イマーシブビデオがもたらす新たな体験の可能性
株式会社MESONと株式会社博報堂DYホールディングスが共同で行った研究によって、イマーシブビデオの心理的効果が明らかになりました。この研究では、STU48のライブパフォーマンスを題材に、異なる撮影距離が視聴者の体験や演者に対する心理的距離感にどのように影響を及ぼすかを探りました。
実験の背景と目的
イマーシブビデオとは、視聴者が映像内の空間に没入することができるメディア形式であり、特にヘッドマウントディスプレイ(HMD)を使用すると、映像に対して視点が体験者自身のものとして感じられます。このような体験を深く理解するためには、『プレゼンス』という概念が重要です。これは、体験者が映像の中に自らいるように感じる主観的な感覚を指し、プレゼンスが高まることで、演者との心理的な近さも影響を受けるのではないかと考えられます。

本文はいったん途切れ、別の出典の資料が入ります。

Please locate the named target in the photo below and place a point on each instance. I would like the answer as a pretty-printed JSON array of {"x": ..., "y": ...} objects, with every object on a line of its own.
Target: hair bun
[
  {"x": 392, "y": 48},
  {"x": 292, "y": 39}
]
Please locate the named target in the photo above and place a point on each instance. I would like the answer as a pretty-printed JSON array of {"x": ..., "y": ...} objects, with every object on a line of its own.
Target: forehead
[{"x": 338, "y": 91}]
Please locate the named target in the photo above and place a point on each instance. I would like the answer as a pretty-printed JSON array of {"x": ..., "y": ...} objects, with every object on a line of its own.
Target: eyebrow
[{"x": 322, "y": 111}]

本研究は、撮影距離の違いがプレゼンスと演者との関係にどのように影響するかを明らかにすることを目的としました。
研究方法と結果
実験では、STU48の「出航」ライブパフォーマンスの映像が2種類制作されました。1つは、演者に近い距離で撮影した(高プレゼンス条件)もので、もう1つは、遠くから撮影した(低プレゼンス条件)ものです。実験には、STU48に関心を持つ24名が参加し、両条件の映像をApple Vision Proを利用して体験しました。
1. 撮影距離がプレゼンスを決定づける
近距離で撮影された映像は、離れた距離で撮影された映像に比べて、観客が『映像空間の中にいる感覚』をより強く感じることが明らかになりました。この結果は、イマーシブビデオにおける撮影距離が体験者の立場を左右する重要な要素であることを示しています。
2. 演者との心理的な距離の変化
体験前後で演者への心理的近さを測定したところ、高プレゼンス条件において、演者との近さが有意に大きく上昇しました。これは、視聴者が高プレゼンスな映像体験を通じて演者をより親近感を持って感じることと関連しています。
今後の展望
今回の研究成果をもとに、MESONと博報堂DYホールディングスはイマーシブビデオやXRを活用した新しい顧客体験の価値をさらに追求していく方針です。これにより、ライブエンターテインメントやスポーツ、教育など、さまざまな分野において、視聴者が物理的に現地に足を運ぶことなく演者を身近に感じることが可能になると考えられます。
まとめ
イマーシブビデオは、単に映像を視覚化するのではなく、視聴者の感情や心理的な距離感にまでも影響を与える力を持つことが研究によって示されました。今後も、技術の発展と共に新たな体験が広がることが期待されます。
この研究結果に基づく論文は、2026年6月8日にarXivにて公開される予定です。より詳細なデータや分析に興味のある方は、ぜひご確認ください。